Greg was suddenly very awake, and his heart was pounding. He thanked the woman, saying that he would get right to his computer for the scan.

“Oh, yeah. One more thing,” Patty said before hanging up. “His brain was over one point six kilograms.”

“Is that significant?”

“Well, the normal fourteen-year-old male’s brain weighs one point four kilos. His brain was nearly half a pound heavier.”

“How do you explain that?”

“I can’t.”

44

Brendan sat by himself at the rear of the Hawthorne Unitarian Church trying not to lose his mind.

He recognized several people from the Dells and the surrounding towns, getting lost in naming each of them and their family members, addresses, the kinds of cars they drove, golfing handicaps, and other biographical junk. That was the danger of large crowds, and the reasons why he hated function nights at the club. To stem the data tide, he tried boxing himself into a single distraction, such as the organ music—except he found himself visualizing the score until the inside of his skull was a running video of endless musical staves and prancing notes. If he took any more medication, he’d go to sleep. What he needed was something in the moment to focus on and cut out all the noise.

He couldn’t flip through the hymnal because he’d only get stuck in lyrics which would play in his head the rest of the day. He tried to think of Vanessa and Julian Watts lying in their coffins, but he began to imagine their state of necropsy, how their bodies had been drained of blood—what was left of it after the police had found them—and replaced with embalming fluids, and how in a few days they would begin to turn dark, and shrivel, and the fluids would begin to leak from their orifices.

He then ran through the capitals of the world, as stupefyingly boring as that was, then moved to the most populous cities including their populations according to the latest World Book of Facts.

What snapped him back was Nicole.

She had entered the rear of the church with her parents. Before they could move to a pew, he put his backpack on his seat and got up. “I have to see you,” he said, pulling her aside.

She gave him her blue-ice look. “Leave me alone.”

“Look, it’s v-v-very important.”

She started after her parents without response.

“Please.”

When her mother looked back, Nicole flashed her face to him. “Later,” she said through her teeth. Then she moved down the aisle.

Brendan returned to his pew and watched her move to the front of the church to join her parents. She was dressed in a simple dark blue sundress with white trim and dark blue pumps—an ensemble that projected a nautical motif, as if she were some kind of naval recruit. As he watched her settle, his mind slipped to that tattoo she wore.

While he worked on that for the hundredth time, he spotted Rachel Whitman walking in with her husband. Nicole had said that they had been on a parent tour of Bloomfield, which didn’t make sense.

A few minutes later Sheila MacPhearson came down the aisle with her daughter, Lucinda, who was carrying a Palm Pilot. They took seats beside the Whitmans. The women were friends—Rachel Whitman of 224 Morningside Drive and Sheila MacPhearson of 22 Willow Lane.

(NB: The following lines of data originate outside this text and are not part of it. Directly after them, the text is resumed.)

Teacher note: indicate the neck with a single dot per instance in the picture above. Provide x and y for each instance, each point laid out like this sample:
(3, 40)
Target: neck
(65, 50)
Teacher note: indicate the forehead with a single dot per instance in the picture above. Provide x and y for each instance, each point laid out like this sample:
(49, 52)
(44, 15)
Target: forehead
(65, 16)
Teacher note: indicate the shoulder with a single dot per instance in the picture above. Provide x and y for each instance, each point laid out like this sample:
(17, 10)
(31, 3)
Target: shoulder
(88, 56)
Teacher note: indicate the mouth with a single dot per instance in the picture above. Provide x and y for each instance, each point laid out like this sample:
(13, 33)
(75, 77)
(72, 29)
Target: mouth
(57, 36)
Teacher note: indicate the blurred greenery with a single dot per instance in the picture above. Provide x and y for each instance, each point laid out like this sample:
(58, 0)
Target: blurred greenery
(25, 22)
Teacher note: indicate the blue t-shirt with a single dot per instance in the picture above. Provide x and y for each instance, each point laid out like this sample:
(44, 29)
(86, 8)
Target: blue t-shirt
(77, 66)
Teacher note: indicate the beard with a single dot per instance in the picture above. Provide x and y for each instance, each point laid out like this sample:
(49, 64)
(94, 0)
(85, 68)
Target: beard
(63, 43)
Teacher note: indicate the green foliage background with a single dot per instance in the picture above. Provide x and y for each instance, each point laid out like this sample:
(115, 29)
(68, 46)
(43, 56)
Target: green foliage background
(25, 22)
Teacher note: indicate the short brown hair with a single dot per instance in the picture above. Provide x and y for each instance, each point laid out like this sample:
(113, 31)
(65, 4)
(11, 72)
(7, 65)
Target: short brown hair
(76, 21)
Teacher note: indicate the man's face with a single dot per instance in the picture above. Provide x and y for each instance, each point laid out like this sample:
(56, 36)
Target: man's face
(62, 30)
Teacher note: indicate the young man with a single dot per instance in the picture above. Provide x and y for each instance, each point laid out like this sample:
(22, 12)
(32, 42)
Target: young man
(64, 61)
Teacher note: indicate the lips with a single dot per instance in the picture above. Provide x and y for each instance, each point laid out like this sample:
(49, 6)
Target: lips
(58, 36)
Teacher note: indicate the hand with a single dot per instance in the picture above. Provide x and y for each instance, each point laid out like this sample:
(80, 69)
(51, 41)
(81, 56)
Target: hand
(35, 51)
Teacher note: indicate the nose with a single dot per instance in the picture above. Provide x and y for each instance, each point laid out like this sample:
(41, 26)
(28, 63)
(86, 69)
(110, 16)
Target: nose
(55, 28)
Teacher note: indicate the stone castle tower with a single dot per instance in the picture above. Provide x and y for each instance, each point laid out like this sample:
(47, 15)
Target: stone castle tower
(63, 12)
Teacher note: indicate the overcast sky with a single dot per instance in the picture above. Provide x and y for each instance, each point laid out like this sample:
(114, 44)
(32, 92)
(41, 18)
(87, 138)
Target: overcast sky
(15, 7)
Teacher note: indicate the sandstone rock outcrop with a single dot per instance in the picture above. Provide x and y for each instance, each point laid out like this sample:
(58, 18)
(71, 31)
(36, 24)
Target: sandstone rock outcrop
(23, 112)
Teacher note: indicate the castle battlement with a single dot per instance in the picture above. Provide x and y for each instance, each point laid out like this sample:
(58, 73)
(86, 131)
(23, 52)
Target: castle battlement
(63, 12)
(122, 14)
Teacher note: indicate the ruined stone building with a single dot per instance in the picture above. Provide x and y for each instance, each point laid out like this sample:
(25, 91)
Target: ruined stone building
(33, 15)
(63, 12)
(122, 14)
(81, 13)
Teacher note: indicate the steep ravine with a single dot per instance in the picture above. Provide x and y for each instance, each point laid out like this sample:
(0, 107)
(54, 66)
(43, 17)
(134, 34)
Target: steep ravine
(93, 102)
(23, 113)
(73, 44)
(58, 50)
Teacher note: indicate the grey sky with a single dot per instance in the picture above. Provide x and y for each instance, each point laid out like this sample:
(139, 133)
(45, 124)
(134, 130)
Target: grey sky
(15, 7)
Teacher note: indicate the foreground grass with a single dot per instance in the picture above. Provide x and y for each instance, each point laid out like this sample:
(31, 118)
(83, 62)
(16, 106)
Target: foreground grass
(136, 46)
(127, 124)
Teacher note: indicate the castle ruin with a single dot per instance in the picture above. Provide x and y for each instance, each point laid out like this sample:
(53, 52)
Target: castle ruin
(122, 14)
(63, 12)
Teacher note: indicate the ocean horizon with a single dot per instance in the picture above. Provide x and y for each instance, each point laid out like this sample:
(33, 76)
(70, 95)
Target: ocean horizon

Mrs. MacPhearson’s husband, Harry, had lost all his money in a dot-com venture, then died of heart failure a year ago. According to rumors circulating at the club, he had left his wife with considerable debt, which might explain why she was always hustling off to show a property.

Lucinda fascinated him. She was clever, cunning, and very authoritarian with other children. He once caught her sticking a pin into the head of the rabbit in play school. She also knew how to turn on the charm, winning over Miss Jean and other Dellsies. Her mother, she wore like an engagement ring.